The combined positive findings of a nicotinic agent for reduction of ADHD symptoms provide further support for the hypothesis linking cholinergic influence on catecholaminergic neurotransmission in ADHD
(18,
44). Data from laboratory studies showed that nicotine stimulates dopaminergic neurotransmission
(16,
17). For example, administration of nicotine resulted in a concentration-dependent release of dopamine from superfused slices of rat striatum
(17). Moreover, specificity in dopamine release appears dependent on specific subtypes of cholinergic agents administered
(17,
52). Whereas muscarinic antagonism has no apparent effect on dopamine release, nicotinic receptor antagonism results in diminished dopamine release
(17) and a blunted effect of the indirect-acting sympathomimetic amine methylphenidate on reticular formation firing in rat brain
(52).
The results of this study should be viewed in light of methodological limitations. The majority of subjects were from relatively higher socioeconomic strata; hence, the results of the current study may not generalize to subjects from lower socioeconomic strata. Other limitations include the use of a crossover design, a relatively short exposure to medication, and dosing restrictions. Further controlled dose-response trials, employing a parallel design, longer treatment duration, and higher dosing, are needed.

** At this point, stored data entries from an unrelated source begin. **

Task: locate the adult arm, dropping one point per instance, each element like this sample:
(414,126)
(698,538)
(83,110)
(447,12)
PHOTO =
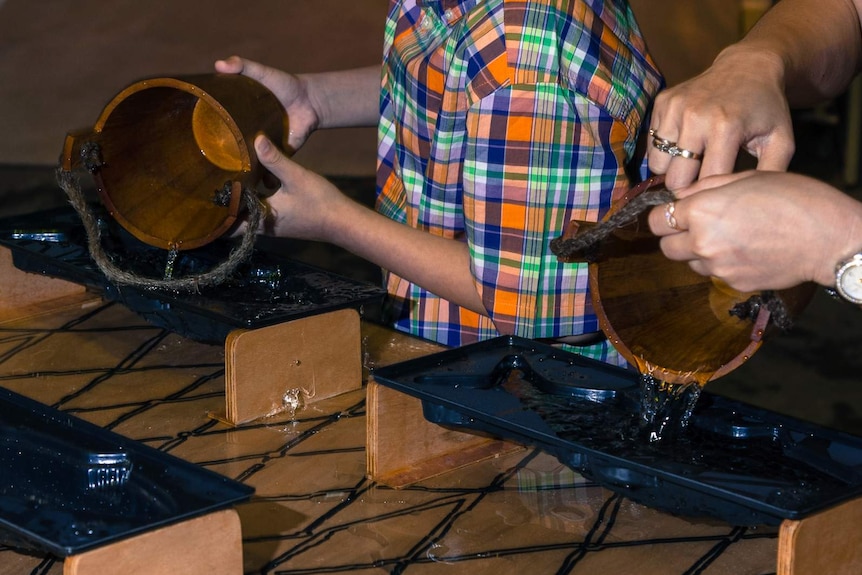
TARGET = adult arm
(762,230)
(801,52)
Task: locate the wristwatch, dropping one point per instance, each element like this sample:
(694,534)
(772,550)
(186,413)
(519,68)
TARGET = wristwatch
(848,279)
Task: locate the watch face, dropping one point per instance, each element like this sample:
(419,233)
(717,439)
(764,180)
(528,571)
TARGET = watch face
(850,280)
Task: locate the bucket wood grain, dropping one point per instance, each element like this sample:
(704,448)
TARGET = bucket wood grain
(663,317)
(171,156)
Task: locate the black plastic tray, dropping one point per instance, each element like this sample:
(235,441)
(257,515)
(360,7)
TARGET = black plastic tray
(67,485)
(735,462)
(266,290)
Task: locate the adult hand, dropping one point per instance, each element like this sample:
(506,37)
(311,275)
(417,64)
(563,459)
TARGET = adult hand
(738,103)
(290,89)
(761,230)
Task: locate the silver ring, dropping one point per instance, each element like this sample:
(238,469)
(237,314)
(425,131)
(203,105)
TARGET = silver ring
(671,148)
(669,210)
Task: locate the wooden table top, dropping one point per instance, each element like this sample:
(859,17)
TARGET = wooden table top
(315,510)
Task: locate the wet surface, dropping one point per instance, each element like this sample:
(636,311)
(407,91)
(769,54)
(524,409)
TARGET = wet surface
(263,291)
(67,485)
(732,461)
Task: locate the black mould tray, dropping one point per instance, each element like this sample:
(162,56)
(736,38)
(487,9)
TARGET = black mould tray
(734,462)
(67,485)
(264,291)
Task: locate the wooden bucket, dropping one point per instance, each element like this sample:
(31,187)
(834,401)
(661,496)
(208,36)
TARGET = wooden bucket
(663,317)
(172,156)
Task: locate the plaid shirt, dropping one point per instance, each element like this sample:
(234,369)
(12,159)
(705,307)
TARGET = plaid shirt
(501,120)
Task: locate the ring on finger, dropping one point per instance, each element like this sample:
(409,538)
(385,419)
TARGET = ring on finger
(673,150)
(669,216)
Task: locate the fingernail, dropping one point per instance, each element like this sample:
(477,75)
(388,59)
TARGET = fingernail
(262,145)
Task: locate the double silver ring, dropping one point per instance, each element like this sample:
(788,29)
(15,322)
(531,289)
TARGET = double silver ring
(669,216)
(670,147)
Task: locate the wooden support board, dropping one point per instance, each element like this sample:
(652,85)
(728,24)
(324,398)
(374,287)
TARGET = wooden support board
(273,369)
(402,446)
(201,546)
(25,294)
(829,542)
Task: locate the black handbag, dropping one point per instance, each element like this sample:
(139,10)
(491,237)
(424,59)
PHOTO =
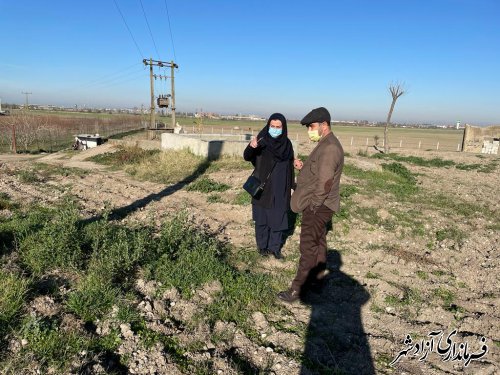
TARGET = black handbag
(254,186)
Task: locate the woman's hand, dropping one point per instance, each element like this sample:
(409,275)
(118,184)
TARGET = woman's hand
(298,164)
(253,143)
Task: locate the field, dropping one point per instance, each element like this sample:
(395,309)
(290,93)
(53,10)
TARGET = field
(52,131)
(121,260)
(351,137)
(48,131)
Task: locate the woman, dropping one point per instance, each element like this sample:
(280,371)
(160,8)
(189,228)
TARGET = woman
(271,153)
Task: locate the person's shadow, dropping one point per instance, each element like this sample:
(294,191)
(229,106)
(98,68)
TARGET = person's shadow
(214,153)
(335,339)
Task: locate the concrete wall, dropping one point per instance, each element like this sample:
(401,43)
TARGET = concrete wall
(142,143)
(211,146)
(483,140)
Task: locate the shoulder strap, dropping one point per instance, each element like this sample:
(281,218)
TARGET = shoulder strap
(271,171)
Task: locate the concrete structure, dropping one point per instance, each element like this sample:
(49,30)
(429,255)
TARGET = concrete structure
(481,140)
(211,146)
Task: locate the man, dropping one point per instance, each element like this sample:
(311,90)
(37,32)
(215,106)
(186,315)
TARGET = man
(317,197)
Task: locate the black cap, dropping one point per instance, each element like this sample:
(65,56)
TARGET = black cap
(316,115)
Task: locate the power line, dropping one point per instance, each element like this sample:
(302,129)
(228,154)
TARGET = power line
(170,29)
(149,28)
(130,32)
(111,75)
(118,80)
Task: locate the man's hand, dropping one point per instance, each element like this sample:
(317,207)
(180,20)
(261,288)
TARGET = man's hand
(298,164)
(253,142)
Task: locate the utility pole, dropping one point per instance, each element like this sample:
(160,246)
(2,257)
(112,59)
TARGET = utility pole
(160,64)
(26,93)
(172,66)
(152,122)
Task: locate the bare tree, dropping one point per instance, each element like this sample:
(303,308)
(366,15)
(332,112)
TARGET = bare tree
(396,89)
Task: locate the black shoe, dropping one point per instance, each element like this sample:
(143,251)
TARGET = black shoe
(278,255)
(289,295)
(317,286)
(264,252)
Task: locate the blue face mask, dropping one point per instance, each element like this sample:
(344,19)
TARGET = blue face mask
(275,132)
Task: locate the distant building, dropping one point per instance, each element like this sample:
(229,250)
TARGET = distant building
(481,140)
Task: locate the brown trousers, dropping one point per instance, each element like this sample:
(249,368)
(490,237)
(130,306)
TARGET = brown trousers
(313,248)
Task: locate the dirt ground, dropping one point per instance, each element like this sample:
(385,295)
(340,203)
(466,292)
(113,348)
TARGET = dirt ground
(370,265)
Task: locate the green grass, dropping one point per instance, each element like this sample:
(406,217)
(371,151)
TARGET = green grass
(93,297)
(416,160)
(445,296)
(193,258)
(6,202)
(47,170)
(13,291)
(55,245)
(451,233)
(51,346)
(207,185)
(124,156)
(392,180)
(215,198)
(29,176)
(243,198)
(410,297)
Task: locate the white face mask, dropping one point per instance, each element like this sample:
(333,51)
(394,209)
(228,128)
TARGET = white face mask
(314,135)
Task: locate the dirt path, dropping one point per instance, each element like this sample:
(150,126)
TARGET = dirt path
(384,285)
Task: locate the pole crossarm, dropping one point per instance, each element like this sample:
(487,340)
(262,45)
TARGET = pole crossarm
(167,64)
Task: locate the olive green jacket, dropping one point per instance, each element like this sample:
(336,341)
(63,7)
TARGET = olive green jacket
(319,179)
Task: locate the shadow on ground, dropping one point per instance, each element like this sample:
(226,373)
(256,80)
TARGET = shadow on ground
(335,341)
(122,212)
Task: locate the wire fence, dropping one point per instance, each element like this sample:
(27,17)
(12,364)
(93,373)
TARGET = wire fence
(52,133)
(442,143)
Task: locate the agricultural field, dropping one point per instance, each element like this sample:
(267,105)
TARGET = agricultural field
(48,131)
(120,260)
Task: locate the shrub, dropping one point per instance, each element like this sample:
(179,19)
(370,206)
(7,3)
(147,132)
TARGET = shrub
(116,251)
(243,198)
(13,289)
(50,345)
(207,185)
(57,244)
(93,298)
(6,202)
(400,170)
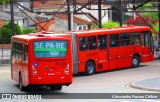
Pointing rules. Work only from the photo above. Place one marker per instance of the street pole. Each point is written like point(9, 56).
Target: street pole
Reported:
point(69, 15)
point(159, 22)
point(12, 16)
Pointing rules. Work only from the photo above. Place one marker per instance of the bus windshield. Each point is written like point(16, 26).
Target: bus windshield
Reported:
point(50, 49)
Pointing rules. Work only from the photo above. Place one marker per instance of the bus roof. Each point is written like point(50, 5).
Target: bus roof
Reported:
point(40, 35)
point(110, 30)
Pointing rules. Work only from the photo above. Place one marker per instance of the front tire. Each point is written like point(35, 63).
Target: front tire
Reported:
point(135, 61)
point(56, 87)
point(90, 68)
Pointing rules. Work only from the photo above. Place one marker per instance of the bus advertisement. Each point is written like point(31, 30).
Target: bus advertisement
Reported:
point(40, 60)
point(52, 58)
point(108, 49)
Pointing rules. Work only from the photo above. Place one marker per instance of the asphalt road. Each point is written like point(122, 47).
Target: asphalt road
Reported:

While our results are based on self-reports from affected individuals, it has been suggested that subjects with ADHD may not be ideal reporters of their disorder
(33). Although this places some limits on the interpretation of our results, the highly significant effects on ADHD symptoms observed in this and previous studies
(30,
37,
41,
53) suggest that adults with ADHD are acceptable reporters of their own condition. In addition, self-report of ADHD symptoms has been shown to be a reliable and valid method of assessing ADHD in adults
(54,
55).
Despite these limitations, the results of this pilot study show that ABT-418 was well tolerated and improved ADHD symptoms in adults. This nicotinic analog appeared to have preferential efficacy for the attentional symptom cluster of the disorder. These pilot findings add to a growing clinical and basic science literature linking nicotinic-cholinergic agents to catecholamine function and improvement in ADHD. Given the continuity of pharmacological responsivity across the life cycle in subjects with ADHD
(56), further study that evaluates the efficacy and tolerability of novel agents in the treatment of ADHD in adults, before use of these agents in youth with ADHD, appears to be a promising concept.